Series: Animations with Liquid FIre

Liquid Fire-Animating Transitions

Published on Mar 02, 2016

In the real world things don’t flash in and out of existence, but that is the de facto way of displaying changes in a web app. liquid-fire can help give you more natural transitions.

In this episode we go over how to get started with liquid-fire, how to set your first animations with your transition map, and how to use the liquid-outlet helper in order to animate transitions between different routes.


Links

Code

Ember 1.13+: ember install liquid-fire (previous versions check here)

Use {{liquid-outlet}} instead of {{outlet}}.

//app/transitions.js
export default function(){
  this.transition(
    this.fromRoute('monsters.index'),
    this.use('toRight'),
    this.reverse('toLeft')
  );
  this.transition(
    this.fromRoute('monsters.monster.show'),
    this.toRoute('monsters.monster.edit'),
    this.use('toUp'),
    this.reverse('toDown')
  )
}

Transcript

Hey and welcome back. In the last few episodes we made this really cool CRUD app, but when we click these buttons when we transfer, things just flash instantaneously. But that’s not how stuff works in the real world.

Using Liquid Fire which is an animation library that’s very well-integrated with Ember, we’re able to more closely approximate how things would feel in the real world when we’re interacting with them.
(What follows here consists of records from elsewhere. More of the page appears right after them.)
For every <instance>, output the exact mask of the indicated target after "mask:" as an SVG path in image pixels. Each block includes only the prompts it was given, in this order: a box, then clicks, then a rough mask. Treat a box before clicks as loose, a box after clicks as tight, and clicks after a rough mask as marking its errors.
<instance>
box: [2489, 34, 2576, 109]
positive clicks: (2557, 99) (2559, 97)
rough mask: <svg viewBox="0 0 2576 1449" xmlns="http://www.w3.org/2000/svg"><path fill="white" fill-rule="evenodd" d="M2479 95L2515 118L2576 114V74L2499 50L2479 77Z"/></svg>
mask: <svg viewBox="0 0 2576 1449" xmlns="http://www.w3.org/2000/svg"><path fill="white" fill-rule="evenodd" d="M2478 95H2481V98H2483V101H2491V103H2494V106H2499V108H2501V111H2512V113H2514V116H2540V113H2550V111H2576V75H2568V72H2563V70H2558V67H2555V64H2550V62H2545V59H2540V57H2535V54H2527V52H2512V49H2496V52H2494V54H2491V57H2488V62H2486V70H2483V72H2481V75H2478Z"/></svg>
So we can get started by installing the liquid-fire add-on. If you’re on Ember 1.13 or above, you can do it just as easily as that. If you’re on one of the older versions, then you'll have to make sure that you get the correct liquid-fire release.

So after you install it, the first thing you do is you go to your app folder and you create a new file called transitions.js. Now this is what they call the transition map. So you’re going to export a function, and in this function you’re going to create transitions. So we call this.transition, and then we’re going to give transition a series of arguments. And it’s interesting that these arguments, it doesn’t really matter what order they go in, as long as you give certain arguments.

So here we’re going to give the fromRoute argument. So if we’re coming from this route, then it’s going to show a certain transition. So we’re going to use the monsters.index route. And if we’re coming from that route, we’re going to use the toRight transition.

So we’re going to look at how this works in just a second, but to make it work we’re going to have to give us a liquid-outlet. So this is going to put in the machinery that will let these transitions do their work.

So starting on the monsters index and you click this, notice how it zoomed in from the left to the right. We’ll see that again. Pretty cool, right?

But there’s more. We can decide what to do when we’re going from another route to the monsters.index route by calling reverse. And here we’ll say toLeft. So it’s basically reversing whatever selection there was, in this case, fromRoute.

So... yup, now it’s going to the left. And this feels more natural, because it’s like we have a little file cabinet of monsters and we’re putting them in and taking them out again.

Next we’ll tackle the transition between the show page and the edit page. So we want some sort of transition instead of this jump. Now there’s not something that’s quite as elegant as this left-right that we have going on with the index, but we’ll put something in there.

So we create another transition, and we have the fromRoute which is monsters.monster.show, and here we’ll also have a toRoute, so monsters.monster.edit. And so it’s only going to do this transition when it’s going from the showRoute to the editRoute in the reverse.

So we’ll go toUp, and then toDown. So when we’re going from show to edit, it’s going to slide up and when we’re going the opposite, it will slide down.

So let’s see this in action. We’ll hit ‘Edit Monster’, and uh-oh, it seems to not be working. And there’s a reason for this. So it’s not being nested directly under this liquid-outlet in monsters, because it’s in monsters.monster.show, here’s what’s being auto-generated for us.

So this was what was there before. It was just being generated at runtime, and of course we don’t want an outlet. We want a liquid-outlet. And so with our liquid-outlet, now it’s going to be working.

So this is just the beginning of learning how to use Liquid Fire. In the next episode, we’re going to be going over more of the template helpers so that we can use it in more situations than just transitioning between routes. And then in later episodes, we’ll go over things like different matching and how to create your own transitions or do exploding transitions. I’ll see you then.